What does that mean? Chemicals are how our genes exert their influence. We can link genes to traits like eye color, digestive speed or whether we like mangoes, and we've been able to do that for many years. We've also long known that somewhere, somehow, genes were signaling chemicals to get the job done. But until recently in genetic research, we've been stalled: What chemicals work via what genes, how and why?

What Featherstone's lab did was figure out one such transaction in its details. It joins a handful of other such work in behavioral genetics that have connected a gene to the proteins it codes for and the action of the substances those proteins in turn control. For example, we've also pinned down the chemical mechanisms behind foraging in honeybees and paternal behavior in rodents. Knowing the details is the first prerequisite to unraveling the workings of genetics.

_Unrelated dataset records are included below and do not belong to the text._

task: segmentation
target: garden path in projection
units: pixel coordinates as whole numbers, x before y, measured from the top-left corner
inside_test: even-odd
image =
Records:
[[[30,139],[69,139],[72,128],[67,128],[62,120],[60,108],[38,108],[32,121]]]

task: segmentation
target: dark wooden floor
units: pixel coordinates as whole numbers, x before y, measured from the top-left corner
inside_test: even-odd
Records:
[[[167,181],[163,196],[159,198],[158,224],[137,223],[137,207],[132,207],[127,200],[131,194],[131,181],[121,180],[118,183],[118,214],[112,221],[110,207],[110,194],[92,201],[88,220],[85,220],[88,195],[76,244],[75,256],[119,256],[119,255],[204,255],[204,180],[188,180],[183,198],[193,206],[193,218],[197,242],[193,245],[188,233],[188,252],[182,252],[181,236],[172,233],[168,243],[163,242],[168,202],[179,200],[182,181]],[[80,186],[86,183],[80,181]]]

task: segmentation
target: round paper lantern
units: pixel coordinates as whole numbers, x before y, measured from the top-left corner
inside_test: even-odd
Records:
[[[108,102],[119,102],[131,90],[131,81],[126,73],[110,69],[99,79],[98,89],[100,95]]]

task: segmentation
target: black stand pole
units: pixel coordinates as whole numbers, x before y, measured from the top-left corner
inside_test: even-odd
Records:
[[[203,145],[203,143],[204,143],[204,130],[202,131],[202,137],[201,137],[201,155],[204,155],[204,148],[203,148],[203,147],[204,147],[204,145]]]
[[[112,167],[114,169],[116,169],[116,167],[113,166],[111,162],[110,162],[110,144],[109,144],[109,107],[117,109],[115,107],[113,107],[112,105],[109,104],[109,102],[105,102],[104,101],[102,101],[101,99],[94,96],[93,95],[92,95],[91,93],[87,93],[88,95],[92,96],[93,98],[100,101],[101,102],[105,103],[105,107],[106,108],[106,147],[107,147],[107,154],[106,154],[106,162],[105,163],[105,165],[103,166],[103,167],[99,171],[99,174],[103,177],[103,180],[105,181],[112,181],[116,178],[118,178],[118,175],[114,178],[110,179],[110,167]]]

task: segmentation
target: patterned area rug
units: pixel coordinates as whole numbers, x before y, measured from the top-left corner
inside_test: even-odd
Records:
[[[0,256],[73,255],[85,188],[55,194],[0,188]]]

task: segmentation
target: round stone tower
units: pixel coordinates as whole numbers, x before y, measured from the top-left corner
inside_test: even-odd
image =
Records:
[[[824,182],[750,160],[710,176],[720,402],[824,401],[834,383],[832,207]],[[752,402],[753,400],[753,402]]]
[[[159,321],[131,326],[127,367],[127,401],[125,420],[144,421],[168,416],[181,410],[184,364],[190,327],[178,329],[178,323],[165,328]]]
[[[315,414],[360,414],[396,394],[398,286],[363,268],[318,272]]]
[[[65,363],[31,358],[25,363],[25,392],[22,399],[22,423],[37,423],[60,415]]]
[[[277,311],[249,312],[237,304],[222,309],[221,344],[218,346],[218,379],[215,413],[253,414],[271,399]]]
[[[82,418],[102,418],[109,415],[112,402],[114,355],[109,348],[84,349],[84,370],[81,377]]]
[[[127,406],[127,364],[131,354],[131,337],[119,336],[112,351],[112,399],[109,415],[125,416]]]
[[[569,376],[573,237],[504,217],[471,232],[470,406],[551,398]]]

But none of that detracts from something else we have known for many years: All behaviors are a combination of genes and the environment, even in simple organisms like flies. Finding the substance that enacts a genetic code doesn't alter the fact that that code is expressed in a particular environment, and how it is expressed will be influenced by that environment. Interestingly, the Chicago researchers assessed sexual orientation by recording how much time a treated fly spent courting either a male or female test subject -- but the test subjects were always decapitated. This presumably helped control for the inevitable variation that would have been introduced by allowing the other flies to respond. In other words, that aspect of the environment might have affected the behavior that the genes, and the chemicals they deploy, produced.

All traits are like that. They are neither 100% genetically (or chemically) determined, or 100% environmentally determined (or learned). Think of a trait as if it were violin playing. It would be hopelessly pedantic to argue about whether the sound is produced by the violinist or the instrument. It's just as impossible to tease out the exact source of a trait like homosexuality: genetic or environmental. So the straight-to-gay-and-back-again chemical dose for humans (or fruit flies) outside the lab? Highly improbable.

Here's what Featherstone's research could produce. He speculates that it might be used not to produce a sexual-orientation drug but much more narrowly to change the way insects respond to odors: For instance, making insects that usually don't respond to flower odors become pollinators.

I don't know about you, but I find the thought of a cockroach flitting from flower to flower a lot more unsettling than straight/gay flies.

Marlene Zuk is professor of biology at UC Riverside and author of "Riddled with Life: Friendly Worms, Ladybug Sex, and the Parasites That Make Us Who We Are."